CATL es el mayor productor de baterías a nivel mundial, pero sus dominios no se limitan a los coches eléctricos, el gigante chino ha dado un nuevo paso en el desarrollo de baterías destinadas a la aviación eléctrica tras superar una prueba de seguridad diseñada para comprobar que un fallo térmico no se propaga entre las celdas de un mismo paquete.
El fabricante chino asegura que su sistema de baterías para aeronaves eVTOL de pasajeros ha logrado superar esta verificación después de provocar de forma simultánea la fuga térmica de dos celdas adyacentes sin que el fenómeno se extendiera al resto del conjunto. Según CATL, se trata del primer sistema de baterías de aviación con celdas prismáticas y una densidad energética de hasta 350 Wh/kg que supera una prueba de estas características.

Un test incluso más complicado de lo necesario
La prueba tiene especial importancia por las exigencias de seguridad asociadas a la aviación eléctrica.

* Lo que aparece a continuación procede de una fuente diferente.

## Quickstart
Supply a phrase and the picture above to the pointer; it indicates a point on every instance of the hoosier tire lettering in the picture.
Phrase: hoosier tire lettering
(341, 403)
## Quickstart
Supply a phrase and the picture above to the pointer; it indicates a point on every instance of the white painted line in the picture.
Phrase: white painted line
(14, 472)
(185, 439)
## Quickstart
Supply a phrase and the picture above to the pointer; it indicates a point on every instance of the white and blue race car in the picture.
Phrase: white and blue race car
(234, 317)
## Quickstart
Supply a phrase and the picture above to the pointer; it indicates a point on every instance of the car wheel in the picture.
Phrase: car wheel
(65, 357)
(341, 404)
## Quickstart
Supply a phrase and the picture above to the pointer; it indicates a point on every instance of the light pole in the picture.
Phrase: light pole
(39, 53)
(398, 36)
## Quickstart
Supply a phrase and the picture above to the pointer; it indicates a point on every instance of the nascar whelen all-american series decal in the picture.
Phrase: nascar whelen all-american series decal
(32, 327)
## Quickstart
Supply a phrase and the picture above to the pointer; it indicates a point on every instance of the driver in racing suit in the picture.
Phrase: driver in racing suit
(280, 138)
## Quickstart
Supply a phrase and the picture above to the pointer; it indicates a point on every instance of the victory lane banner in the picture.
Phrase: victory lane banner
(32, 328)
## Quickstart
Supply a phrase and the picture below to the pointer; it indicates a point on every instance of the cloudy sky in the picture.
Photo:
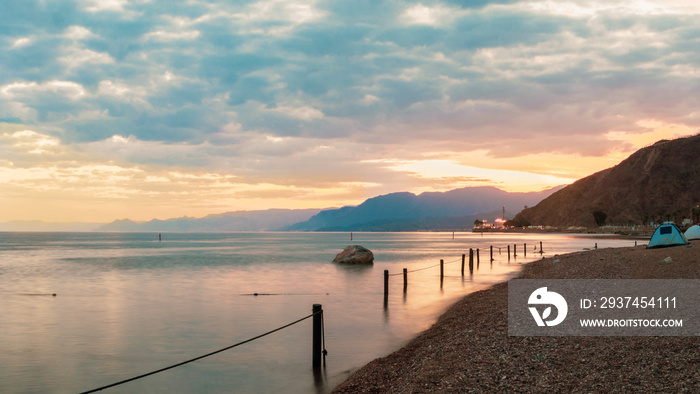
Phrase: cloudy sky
(146, 109)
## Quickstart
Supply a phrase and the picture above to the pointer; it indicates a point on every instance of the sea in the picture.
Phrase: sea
(80, 311)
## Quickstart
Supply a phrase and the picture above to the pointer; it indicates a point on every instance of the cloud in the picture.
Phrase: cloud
(313, 95)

Las baterías de alta densidad energética deben ofrecer no solo una elevada capacidad de almacenamiento en relación con su peso, que ya es uno de los primeros escollos para su desarrollo, sino también mecanismos capaces de contener posibles fallos. Dada la importancia, CATL sometió el sistema a una situación deliberadamente exigente al activar al mismo tiempo dos celdas situadas una junto a la otra. Las pruebas se realizaron en diferentes ubicaciones del paquete, incluyendo zonas centrales y esquinas, y en todos los casos la compañía asegura que no se produjo propagación térmica hacia otras celdas.
El ensayo resulta especialmente relevante porque las verificaciones habituales de este tipo suelen centrarse en provocar la fuga térmica de una única celda. La activación simultánea de dos celdas adyacentes incrementa la dificultad del escenario y pone a prueba la capacidad del sistema para aislar un incidente potencialmente más severo. La fuga térmica, conocida como thermal runaway, puede provocar un rápido aumento de temperatura y desencadenar una reacción en cadena entre las celdas si el diseño del paquete no consigue contenerla, algo que ya es un peligro en automóviles, pero todavía más en una aeronave en pleno vuelo.
Más energía sin que eso suponga más peso
El desarrollo de estas baterías no es para cualquier tipo, si no que está destinado en exclusiva a los eVTOL, un tipo de vehículo eléctrico capaz de realizar despegues y aterrizajes verticales, como si de un dron se tratase, y que se postula como una de las aplicaciones más exigentes para las baterías. En estos vehículos, el peso tiene una influencia especialmente importante, así que es imprescindible alcanzar una elevada densidad energética que permita transportar más energía sin incrementar proporcionalmente la masa del sistema. CATL sitúa su nueva batería en los 350 Wh/kg, una cifra que supera ampliamente los niveles habituales de las empleadas actualmente en automóviles eléctricos.
La seguridad, sin embargo, es un requisito igualmente importante. En una aeronave, un problema relacionado con la batería puede tener consecuencias mucho más graves que en un vehículo terrestre, de ahí que la prevención de la propagación térmica sea uno de los aspectos fundamentales para avanzar hacia la certificación de estos sistemas. CATL señala que la producción, inspección y realización de las pruebas de las celdas y del sistema completo se llevaron a cabo bajo la supervisión de representantes designados por la Administración de Aviación Civil de China (CAAC).
La compañía considera que este proceso sienta las bases para que las aeronaves eVTOL puedan cumplir los estándares de seguridad de la aviación civil y asegura además que el sistema ya está preparado para la producción en serie, cuya primera aplicación será en aeronaves eVTOL de pasajeros desarrolladas por AutoFlight.